ひとつひとつは小さいのですが、「公開作業とレビューが互いを止め合う」構造がある限り、並列執筆が増えるほど頻発します。この記事は、原因を実験で特定して、git worktree で根本から解決するまでの記録です。実験と実装は Claude Code に任せ、私は困りごとの整理と要件の回答、動作確認を担当しました。
まず困りごとを言葉にする
作業に入る前に、まず私の困りごとを正確に把握してもらうことにして、Claude Code に要件のヒアリングをさせました。話しながら整理すると、譲れないものとそうでもないものが分かれてきます。
- 公開作業の最中に、別のセッションへ「ドラフト書いておいて」と頼んでも事故らないこと (必須)
- レビュー用のプレビューは止まらないのが理想。ただし一時的なら許容範囲
- レビューは localhost:4321 で見たい。厳密に固定でなくてもよいが、どこを見ればいいか分かること
- メモリ 8GB の PC なので、同時にどれくらい立ち上げて大丈夫かの目安が欲しい
「理想」と「許容範囲」を分けておいたのは正解でした。あとで対策の選択肢を絞るときの判断基準になります。
実験1: dev サーバーは2本同時に動かせるのか
まず「AI 用と私用で dev サーバーを2本立てたらどうなるか」を実験してもらいました。同じ作業ディレクトリでポートだけ変えて2本 (4321 と 4322) 起動します。
結果は「表示はどちらも正常」でした。トップページも記事もドラフトも両方で見られて、ファイルを編集すればホットリロードも両方に反映されます。ただ、ログには時々こんなエラーが出ていました。
[ERROR] [UnknownFilesystemError]
Caused by:
ENOENT: no such file or directory,
rename '.astro/data-store.json.tmp' -> '.astro/data-store.json'
2本の dev サーバーが同じ .astro/data-store.json (コンテンツの管理台帳のようなファイル) に、一時ファイル経由のリネームで書き込もうとして、片方が先にリネームした一時ファイルをもう片方が失う、という競合です。今回はエラーログだけで自己回復しましたが、「dev サーバー同士も内部では取り合いをしている」ことが分かりました。不要な2本目は立てないのが無難です。
実験2: dev 中に build すると何が壊れるのか
本命はこちらです。

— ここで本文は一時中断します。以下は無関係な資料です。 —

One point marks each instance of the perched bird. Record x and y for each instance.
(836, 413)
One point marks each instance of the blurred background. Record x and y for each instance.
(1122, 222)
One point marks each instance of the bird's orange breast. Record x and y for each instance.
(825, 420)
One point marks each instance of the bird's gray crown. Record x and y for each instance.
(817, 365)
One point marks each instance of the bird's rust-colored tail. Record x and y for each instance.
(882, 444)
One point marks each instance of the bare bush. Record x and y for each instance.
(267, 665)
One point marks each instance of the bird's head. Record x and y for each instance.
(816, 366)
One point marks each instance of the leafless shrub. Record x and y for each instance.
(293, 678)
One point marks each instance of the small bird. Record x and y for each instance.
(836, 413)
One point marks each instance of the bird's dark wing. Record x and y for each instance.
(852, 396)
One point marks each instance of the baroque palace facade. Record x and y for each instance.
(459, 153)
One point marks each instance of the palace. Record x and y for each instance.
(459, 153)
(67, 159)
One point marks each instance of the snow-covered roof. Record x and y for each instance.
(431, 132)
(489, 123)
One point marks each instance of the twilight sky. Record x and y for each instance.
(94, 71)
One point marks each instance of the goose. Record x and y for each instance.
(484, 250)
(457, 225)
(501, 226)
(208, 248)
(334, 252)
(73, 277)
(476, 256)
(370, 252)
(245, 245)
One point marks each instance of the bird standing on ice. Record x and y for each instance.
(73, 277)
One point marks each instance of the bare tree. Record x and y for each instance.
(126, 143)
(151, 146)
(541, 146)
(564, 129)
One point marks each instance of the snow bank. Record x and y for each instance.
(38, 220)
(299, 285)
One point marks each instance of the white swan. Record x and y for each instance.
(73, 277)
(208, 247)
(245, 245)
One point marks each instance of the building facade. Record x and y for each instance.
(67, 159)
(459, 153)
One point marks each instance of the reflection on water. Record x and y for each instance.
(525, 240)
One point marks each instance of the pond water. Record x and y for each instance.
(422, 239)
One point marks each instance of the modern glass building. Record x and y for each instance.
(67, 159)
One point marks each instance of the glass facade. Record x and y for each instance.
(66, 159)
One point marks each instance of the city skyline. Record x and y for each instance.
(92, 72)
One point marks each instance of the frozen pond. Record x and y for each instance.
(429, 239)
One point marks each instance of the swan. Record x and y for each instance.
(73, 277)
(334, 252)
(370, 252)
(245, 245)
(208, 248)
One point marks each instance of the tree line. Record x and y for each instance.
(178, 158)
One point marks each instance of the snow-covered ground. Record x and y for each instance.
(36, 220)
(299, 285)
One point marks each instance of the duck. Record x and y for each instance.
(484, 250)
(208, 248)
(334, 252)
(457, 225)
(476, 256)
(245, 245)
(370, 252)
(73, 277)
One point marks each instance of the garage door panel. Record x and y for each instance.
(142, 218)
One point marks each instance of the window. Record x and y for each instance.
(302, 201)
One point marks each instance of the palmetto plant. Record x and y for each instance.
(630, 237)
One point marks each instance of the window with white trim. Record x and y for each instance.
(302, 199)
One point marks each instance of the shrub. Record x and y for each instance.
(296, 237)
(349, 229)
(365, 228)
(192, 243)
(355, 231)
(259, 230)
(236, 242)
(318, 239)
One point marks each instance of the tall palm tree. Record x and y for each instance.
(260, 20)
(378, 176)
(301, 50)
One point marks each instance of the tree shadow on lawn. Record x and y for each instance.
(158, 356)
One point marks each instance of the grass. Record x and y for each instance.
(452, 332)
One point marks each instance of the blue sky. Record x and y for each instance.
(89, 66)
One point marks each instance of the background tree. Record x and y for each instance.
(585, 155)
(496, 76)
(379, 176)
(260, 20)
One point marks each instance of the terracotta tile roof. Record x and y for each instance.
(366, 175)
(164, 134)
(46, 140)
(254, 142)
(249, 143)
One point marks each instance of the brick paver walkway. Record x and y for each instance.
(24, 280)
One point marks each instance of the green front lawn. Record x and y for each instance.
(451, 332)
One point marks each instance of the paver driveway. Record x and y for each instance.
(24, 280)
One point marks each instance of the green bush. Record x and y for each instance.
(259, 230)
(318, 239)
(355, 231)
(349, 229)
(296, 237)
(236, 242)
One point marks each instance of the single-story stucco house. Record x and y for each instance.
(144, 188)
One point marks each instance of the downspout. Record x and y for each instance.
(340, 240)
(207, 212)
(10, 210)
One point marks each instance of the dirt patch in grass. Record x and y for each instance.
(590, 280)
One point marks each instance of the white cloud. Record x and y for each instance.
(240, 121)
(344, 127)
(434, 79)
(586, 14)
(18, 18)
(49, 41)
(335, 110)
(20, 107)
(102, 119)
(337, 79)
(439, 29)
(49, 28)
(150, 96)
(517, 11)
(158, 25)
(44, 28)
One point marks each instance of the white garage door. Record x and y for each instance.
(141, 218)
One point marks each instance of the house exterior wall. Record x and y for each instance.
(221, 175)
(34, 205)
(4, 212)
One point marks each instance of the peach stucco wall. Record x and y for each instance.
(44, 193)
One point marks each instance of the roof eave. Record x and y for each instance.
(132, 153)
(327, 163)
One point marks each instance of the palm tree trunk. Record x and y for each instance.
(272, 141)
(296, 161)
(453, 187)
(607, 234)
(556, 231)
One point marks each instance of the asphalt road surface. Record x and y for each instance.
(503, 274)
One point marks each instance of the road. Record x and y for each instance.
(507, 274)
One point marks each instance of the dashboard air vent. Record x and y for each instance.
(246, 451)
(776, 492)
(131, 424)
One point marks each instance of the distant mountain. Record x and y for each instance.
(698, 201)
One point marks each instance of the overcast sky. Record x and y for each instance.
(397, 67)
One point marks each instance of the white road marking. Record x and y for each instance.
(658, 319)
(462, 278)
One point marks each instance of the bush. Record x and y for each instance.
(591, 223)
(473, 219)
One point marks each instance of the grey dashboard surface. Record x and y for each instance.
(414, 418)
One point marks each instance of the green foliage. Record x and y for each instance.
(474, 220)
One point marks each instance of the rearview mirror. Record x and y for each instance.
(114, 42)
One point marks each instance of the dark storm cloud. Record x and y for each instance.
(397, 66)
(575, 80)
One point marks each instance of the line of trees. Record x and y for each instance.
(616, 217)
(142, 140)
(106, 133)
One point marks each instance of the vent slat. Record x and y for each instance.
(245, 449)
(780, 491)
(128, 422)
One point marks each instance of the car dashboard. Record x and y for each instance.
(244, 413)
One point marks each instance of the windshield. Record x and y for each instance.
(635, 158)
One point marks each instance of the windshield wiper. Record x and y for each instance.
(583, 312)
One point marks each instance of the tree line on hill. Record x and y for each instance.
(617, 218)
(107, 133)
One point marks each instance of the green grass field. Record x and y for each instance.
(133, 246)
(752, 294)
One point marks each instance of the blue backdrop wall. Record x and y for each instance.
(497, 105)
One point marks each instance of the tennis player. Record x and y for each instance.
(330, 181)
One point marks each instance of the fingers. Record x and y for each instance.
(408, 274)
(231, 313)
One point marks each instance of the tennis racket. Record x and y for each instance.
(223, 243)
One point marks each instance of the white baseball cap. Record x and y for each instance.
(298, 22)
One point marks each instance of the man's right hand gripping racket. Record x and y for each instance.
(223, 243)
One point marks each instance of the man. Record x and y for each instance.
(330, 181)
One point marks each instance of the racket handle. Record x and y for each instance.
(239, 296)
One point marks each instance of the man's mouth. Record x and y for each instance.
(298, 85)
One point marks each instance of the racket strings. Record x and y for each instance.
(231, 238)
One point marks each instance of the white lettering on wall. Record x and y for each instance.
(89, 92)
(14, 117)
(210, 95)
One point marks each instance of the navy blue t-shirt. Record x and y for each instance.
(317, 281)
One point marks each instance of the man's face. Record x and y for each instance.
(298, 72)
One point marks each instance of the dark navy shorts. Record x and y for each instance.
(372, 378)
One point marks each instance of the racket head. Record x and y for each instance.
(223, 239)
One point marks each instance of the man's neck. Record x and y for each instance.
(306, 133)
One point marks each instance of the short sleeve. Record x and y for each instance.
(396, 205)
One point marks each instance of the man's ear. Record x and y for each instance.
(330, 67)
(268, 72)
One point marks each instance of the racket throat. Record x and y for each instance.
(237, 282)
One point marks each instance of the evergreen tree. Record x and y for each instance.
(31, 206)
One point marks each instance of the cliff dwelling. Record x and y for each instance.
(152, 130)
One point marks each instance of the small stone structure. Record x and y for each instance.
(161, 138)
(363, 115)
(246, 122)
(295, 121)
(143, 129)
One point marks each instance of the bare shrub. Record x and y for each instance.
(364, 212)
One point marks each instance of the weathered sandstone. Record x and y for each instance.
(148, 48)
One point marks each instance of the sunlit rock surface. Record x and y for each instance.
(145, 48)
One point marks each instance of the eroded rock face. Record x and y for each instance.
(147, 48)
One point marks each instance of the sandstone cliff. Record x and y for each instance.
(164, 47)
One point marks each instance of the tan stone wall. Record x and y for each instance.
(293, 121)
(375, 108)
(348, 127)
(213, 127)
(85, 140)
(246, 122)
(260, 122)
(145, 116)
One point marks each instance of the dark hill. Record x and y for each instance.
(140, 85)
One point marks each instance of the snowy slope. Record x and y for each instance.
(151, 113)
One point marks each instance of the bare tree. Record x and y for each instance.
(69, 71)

このブログでは以前から「dev サーバー起動中に本番ビルドをすると、dev 側の画像解決が断続的に壊れる」という現象があり、「dev を止めてからビルドする」という運用ルールで回避していました。公開のたびにレビューが中断される原因はこのルールです。今回、壊れる仕組みを特定するところまで実験してもらいました。
dev サーバーを起動したまま npm run build を実行すると、ビルド自体は成功します。ところが直後から、dev サーバーで見ていたドラフト記事が 500 エラーになりました。ヒーロー画像を持つドラフトではこんなエラーです。
[ERROR] [LocalImageUsedWrongly] `Image`'s and `getImage`'s `src` parameter
must be an imported image or an URL, it cannot be a string filepath.
Received `../../../assets/posts/gsc-duplicate-canonical/hero.png`.
原因はファイルの上書きでした。build は .astro/content-assets.mjs (画像のインポート対応表) と content-modules.mjs を書き出すのですが、本番ビルドはドラフト記事を対象外とするため、ドラフトの載っていない対応表で dev と共有のファイルを上書きしてしまいます。dev サーバーはその対応表を参照しているので、ドラフトの画像が「インポートされていないただの文字列」扱いになって落ちる、という流れです。
「断続的に壊れる」ように見えていた理由も分かりました。壊れた後にドラフトの mdx ファイルを編集 (あるいは touch) すると、そのファイルの分だけ台帳が再生成されて一時的に復活するのです。ただし画像の対応表が古いままのことがあり、その場合ヒーロー画像持ちのドラフトは 500 のまま。回復したりしなかったりするので、原因の見当がつくまでは不可解な挙動でした。確実に直すには「dev 停止 → .astro ディレクトリ削除 → dev 再起動」しかありません。
設定で回避できないかも調べてもらいましたが、dev サーバーがこのディレクトリを置く場所は Astro のソースコード上で new URL(".astro/", config.root) と固定されていて、設定項目がありません (content-layer.ts の getDataStoreFile がこの分岐です)。つまり同じ作業ディレクトリで dev と build を共存させる道はない、というのが実験の結論でした。
解決策: 公開作業を git worktree に隔離する
同じ場所で作業するから壊れるのなら、公開作業を別の場所でやればいい。ここで git worktree の出番です。
git worktree は Git の標準機能で、git worktree add <パス> を実行すると、同じリポジトリの作業コピーがもう1セット、指定したディレクトリに展開されます。追加インストールも外部サービスも不要、料金の話も出てきません (無料というより「Git そのもの」です)。クローンと違ってコミット履歴のデータベースは1つを共有するので、メインの作業ディレクトリでコミットした内容を、worktree 側からすぐチェックアウトできます。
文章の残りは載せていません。